The Philippines’ innovation ranking has risen in the last six years, from 111 in 2009 to 48 at present.

This is according to Department of Science and Technology Undersecretary for Scientific and Technological Services Dr. Rowena Guevara, who spoke at the recent “Demo Day” for 15 fellows of the Leaders in Innovation Fellowship at the Asian Institute of Management in Makati City.

Indeed, Demo Day was proof of innovation in the Philippines, with scientists presenting solutions to improve lives.

The event was organized by AIM, the British Embassy in Manila, and the Royal Academy of Engineering. Through the British Embassy and DOST’s Newton Agham Program, scientific ideas are brought from the laboratory to the market.

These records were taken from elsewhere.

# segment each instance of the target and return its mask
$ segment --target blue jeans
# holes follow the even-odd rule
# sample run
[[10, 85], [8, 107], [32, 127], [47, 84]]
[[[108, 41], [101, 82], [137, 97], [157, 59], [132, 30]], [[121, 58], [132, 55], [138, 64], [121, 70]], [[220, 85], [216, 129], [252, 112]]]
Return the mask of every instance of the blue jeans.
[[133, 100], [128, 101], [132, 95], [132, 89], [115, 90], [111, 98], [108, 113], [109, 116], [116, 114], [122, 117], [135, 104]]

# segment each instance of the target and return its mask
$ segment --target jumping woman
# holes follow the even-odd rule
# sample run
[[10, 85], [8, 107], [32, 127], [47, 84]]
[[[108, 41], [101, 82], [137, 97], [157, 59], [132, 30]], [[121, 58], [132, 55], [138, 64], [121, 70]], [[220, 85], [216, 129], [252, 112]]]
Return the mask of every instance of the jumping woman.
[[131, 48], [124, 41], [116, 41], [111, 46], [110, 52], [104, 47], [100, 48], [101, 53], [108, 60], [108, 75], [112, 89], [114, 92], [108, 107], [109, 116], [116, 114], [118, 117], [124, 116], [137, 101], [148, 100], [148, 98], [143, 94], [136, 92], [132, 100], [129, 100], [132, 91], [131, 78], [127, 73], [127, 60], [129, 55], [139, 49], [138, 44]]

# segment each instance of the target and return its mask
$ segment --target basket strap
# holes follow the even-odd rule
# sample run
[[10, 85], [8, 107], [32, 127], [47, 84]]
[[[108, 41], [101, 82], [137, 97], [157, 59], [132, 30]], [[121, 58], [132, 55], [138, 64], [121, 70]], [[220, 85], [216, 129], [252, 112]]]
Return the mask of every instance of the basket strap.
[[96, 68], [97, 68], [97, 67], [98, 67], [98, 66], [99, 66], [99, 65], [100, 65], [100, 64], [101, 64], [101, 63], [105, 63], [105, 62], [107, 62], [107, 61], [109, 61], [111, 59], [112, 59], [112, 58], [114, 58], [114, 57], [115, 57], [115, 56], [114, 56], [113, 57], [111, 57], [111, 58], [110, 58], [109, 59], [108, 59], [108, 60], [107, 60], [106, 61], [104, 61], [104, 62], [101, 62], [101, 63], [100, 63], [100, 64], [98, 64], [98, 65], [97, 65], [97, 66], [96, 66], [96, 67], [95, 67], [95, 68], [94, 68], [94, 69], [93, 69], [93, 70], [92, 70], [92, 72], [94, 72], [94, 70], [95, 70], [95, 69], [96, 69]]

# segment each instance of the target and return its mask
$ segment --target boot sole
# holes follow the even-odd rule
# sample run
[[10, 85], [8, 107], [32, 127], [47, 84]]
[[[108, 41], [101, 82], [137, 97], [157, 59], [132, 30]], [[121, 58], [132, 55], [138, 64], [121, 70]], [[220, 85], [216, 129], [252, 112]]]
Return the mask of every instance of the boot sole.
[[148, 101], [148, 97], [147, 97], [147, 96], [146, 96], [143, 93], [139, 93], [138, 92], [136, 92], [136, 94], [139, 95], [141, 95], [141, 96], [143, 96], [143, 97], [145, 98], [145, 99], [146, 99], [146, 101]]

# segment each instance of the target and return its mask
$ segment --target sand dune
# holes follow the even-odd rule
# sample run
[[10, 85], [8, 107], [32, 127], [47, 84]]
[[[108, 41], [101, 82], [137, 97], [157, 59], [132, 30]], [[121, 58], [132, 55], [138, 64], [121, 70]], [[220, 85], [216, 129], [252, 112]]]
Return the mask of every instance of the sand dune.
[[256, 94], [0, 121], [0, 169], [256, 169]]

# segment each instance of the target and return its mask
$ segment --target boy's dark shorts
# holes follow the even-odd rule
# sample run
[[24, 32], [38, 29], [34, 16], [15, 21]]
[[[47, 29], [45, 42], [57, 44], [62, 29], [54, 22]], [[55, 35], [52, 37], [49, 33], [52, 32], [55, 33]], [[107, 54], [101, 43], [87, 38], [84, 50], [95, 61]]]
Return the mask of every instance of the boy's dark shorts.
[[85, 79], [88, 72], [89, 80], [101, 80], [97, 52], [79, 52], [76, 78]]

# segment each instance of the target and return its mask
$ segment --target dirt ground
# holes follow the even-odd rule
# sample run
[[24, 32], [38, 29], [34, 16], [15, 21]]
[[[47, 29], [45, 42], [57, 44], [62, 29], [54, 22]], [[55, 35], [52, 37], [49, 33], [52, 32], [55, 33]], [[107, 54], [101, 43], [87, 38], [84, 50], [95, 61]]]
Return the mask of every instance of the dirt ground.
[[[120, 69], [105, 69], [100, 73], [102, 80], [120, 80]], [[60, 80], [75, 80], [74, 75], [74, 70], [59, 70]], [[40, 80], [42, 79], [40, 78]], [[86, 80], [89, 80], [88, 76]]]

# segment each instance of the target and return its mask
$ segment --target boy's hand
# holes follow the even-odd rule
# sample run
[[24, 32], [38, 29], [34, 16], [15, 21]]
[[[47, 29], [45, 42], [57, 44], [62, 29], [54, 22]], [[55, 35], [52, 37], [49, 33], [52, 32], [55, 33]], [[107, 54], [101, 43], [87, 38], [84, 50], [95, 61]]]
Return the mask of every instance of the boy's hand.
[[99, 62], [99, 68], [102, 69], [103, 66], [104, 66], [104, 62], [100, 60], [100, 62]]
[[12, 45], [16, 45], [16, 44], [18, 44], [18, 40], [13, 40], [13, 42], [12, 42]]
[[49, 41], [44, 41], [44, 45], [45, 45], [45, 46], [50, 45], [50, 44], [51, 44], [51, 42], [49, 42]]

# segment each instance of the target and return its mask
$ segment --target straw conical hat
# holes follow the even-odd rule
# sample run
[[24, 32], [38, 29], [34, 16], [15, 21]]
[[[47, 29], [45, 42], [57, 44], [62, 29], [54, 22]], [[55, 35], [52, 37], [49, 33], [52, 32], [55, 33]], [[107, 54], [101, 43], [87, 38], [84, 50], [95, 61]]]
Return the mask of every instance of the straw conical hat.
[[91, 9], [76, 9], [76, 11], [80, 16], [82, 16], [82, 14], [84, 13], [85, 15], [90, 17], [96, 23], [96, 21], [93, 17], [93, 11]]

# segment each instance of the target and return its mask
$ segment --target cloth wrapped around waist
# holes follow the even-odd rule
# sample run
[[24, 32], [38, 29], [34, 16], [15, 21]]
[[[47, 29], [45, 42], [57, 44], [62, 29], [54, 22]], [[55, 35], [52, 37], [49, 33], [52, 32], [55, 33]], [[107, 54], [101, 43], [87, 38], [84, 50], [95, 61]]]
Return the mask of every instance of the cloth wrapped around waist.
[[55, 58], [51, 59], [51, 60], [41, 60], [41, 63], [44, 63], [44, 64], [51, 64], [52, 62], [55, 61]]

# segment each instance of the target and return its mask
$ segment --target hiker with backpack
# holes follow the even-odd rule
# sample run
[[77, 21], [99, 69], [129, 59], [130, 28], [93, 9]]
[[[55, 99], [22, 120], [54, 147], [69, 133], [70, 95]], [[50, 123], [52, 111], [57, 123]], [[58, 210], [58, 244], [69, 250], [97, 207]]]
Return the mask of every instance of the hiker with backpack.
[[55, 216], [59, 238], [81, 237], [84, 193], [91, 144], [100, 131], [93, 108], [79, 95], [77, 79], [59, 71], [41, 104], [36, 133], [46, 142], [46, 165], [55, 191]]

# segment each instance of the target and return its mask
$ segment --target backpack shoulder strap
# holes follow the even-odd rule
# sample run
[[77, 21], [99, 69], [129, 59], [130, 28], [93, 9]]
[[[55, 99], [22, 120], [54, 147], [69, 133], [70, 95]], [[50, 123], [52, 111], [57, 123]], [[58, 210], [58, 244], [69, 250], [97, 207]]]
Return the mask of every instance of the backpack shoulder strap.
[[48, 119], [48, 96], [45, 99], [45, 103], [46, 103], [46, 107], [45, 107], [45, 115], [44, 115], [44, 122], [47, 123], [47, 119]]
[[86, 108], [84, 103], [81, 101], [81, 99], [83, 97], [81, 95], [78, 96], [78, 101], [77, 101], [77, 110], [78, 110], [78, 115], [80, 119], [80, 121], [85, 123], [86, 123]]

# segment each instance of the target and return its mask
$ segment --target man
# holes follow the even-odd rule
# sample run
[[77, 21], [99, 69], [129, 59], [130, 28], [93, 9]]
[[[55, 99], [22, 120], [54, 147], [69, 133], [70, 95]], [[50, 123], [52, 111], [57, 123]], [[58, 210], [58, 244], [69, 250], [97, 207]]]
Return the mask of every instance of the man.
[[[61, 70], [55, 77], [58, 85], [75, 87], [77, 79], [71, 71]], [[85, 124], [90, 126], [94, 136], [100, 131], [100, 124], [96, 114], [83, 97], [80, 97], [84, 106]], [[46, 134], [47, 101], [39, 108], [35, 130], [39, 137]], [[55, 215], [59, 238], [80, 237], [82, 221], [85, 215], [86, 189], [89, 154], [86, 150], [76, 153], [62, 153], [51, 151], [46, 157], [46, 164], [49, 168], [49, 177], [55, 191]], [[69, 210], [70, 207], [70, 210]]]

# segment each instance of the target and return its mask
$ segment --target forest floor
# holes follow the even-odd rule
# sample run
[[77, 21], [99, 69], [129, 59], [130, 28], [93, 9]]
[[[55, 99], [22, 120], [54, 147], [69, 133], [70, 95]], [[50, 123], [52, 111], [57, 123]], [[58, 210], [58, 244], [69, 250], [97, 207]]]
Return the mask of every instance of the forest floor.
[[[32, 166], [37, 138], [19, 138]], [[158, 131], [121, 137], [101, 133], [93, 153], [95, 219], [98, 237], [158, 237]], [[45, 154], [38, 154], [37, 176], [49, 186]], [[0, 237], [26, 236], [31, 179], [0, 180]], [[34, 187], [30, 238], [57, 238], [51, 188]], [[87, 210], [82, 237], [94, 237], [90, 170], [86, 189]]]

Here are some of the projects that stood out:


The Philippines has at least 50,000 hectares of shrimp farms, but the industry declined because of the “white spot syndrome virus”, which was found in China and spread througout the world.

Through Dr. Mary Beth Maningas and her team’s invention, farmers will be able to detect the disease by getting a sample from the shrimp’s swimmers, then put it on the device, and see whether it is positive or negative for the disease within an hour.

Thus, they can decide whether to harvest the shrimp early or to dry their pond out, so that the disease will not spread further.

The team promises that farmers can use the device even without much technical know-how.


With this power storage device, a user can charge his or her laptop ten times, or charge three laptops at the same time for five hours.

The brains behind Jolt, University of the Philippines Diliman Electrochemical Engineering professor Joey Ocon, aims to help power rural areas, particularly those that are not connected to the national grid. This can also be used for emergencies, as well as camping trips, given the LED lamp inside the gadget.

He adds that their device will hasten the Philippines’ transition to renewable energy, as Jolt can be charged through either a wall charger, or solar panels.


Is it possible to get a Mercedes-Benz at the cost of a Kia? The developers of the Ginhawa ventilator think so, as it costs hundreds of thousands of pesos less than standard ventilators used in hospitals, while having similar properties.

In the Philippines, ten patients in intensive care have to share one ventilator, according to Dr. Abundio Balgos, a lung and critical care specialist who heads the UP Manila and De La Salle University teams which collaborated to develop Ginhawa. Meanwhile, half of ICU patients need a ventilator to survive.

Hospitals fail to acquire enough ventilators because of the cost.

Ginhawa hopes to remedy that. It has been in development for more than 20 years, and will now undergo human safety and effectivity studies at the Philippine General Hospital.

Balgos targets a production of 100 units for the first year, as they have already identified a manufacturing partner. But they need P20 million as an initial fund.

Hospitals have rental and lease-to-own options for Ginhawa. As for Balgos, he dreams of one day seeing all hospitals in the Philippines having at least one ventilator of their own.


Brown rice is high in dietary fiber, which makes consumers to feel full faster. Eating it is an easy way to get micronutrients that they lack.

But ordinary brown rice has a short shelf life, a hard texture, and needs longer cooking time.

Through stabilization technology, these properties are remedied.

More consumers can enjoy this brown rice, sourced from Nueva Ecija. As technology generator Rosemarie Garcia says, “Kaninyumanggi, pagkain ng lahing kayumanggi (Brown rice, the food for the brown race).”


Skin infections which may be mild at first can nevertheless develop complications, such as sepsis and pneumonia. Some can even lead to death.

This is why UP Manila-Institute of Herbal Medicine director Dr. Cecilia Maramba-Lazarte and her team developed a natural anti-bacterial solution for bacterial skin infections made from guava leaves.

Lazarte says she wants to prevent these complications by treating them while they are still mild.

Ahead of clinical trials, they have found that the ointment can kill Methicillin-resistant Staphylococcus aureus (MRSA) “superbugs”, which are normally resistant to common antibiotics.

Guaviderm is also cheaper than what is already in the market.

Lazarte hopes that it will help the Philippine pharmaceutical industry, so that the country can have its own natural antibiotic product.

The leaves are sourced from Los Baños, and Lazarte hopes to provide farmers with a new cash crop.